Brown asks about the cost of the deductible, knowing his policy has what’s known as a “hurricane deductible.”
“Every policy is going to be different and you pick your own deductible, so in many cases there are hurricane deductibles that come into play,” says Justice Therndon from Allstate.
In Brown’s case, his deductible is two percent of the value of his policy which is over $3,000. That’s triple the $1,000 deductible many people have on regular homeowners’ insurance.
One local insurance agent told me that 7 to 8 years ago all major companies began writing clauses for hurricanes because of the immense cost in paying claims, especially along the coastline.
He told me if the National Weather Service issues a hurricane watch or warning for a state (as it did in the case of “Matthew”) that the hurricane deductible then kicks in.
The agent told me there is “a lot of confusion and angst about that because not all homeowners realize this kind of deductible is in place even though it is in their policy.”
In the case of a hurricane deductible, the amount a homeowner pays is “a percentage of the total amount of coverage.” For example: on a $200,000 insured value, if you have a 2% – then your deductible would be $4,000. The agent also said that sometimes homeowners will raise that to 5% or even 10% to save money because of course the higher the deductible the lower your monthly premiums.
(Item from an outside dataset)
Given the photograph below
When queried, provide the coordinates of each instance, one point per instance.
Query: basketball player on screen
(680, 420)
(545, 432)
However, if someone ever has to make a claim, they then need to realize that the amount of their deductible may be higher than they realized.
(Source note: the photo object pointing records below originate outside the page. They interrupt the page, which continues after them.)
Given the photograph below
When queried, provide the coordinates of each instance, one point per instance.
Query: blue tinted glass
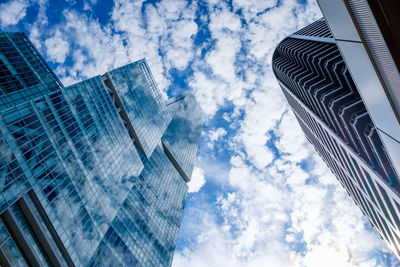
(102, 194)
(142, 101)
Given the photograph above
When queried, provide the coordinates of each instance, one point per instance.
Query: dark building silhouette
(337, 95)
It’s also important to note that most customers who have been with companies for years were grandfathered in so these hurricane deductibles likely do not apply. However, there is one exception and that is if you move to a different address. If that has happened within the last 7 to 8 years, then technically your company may consider that writing a new policy and the hurricane clause may indeed apply in your case.
For many with damage the biggest things are 1) filing the claim and getting the process started. 2) Checking your policy and understanding what you truly do have to pay up front before insurance kicks in. 3) Saving all receipts of work. 4) Recognizing that thousands of claims will be filed in Georgia and South Carolina so some claims will take time to process.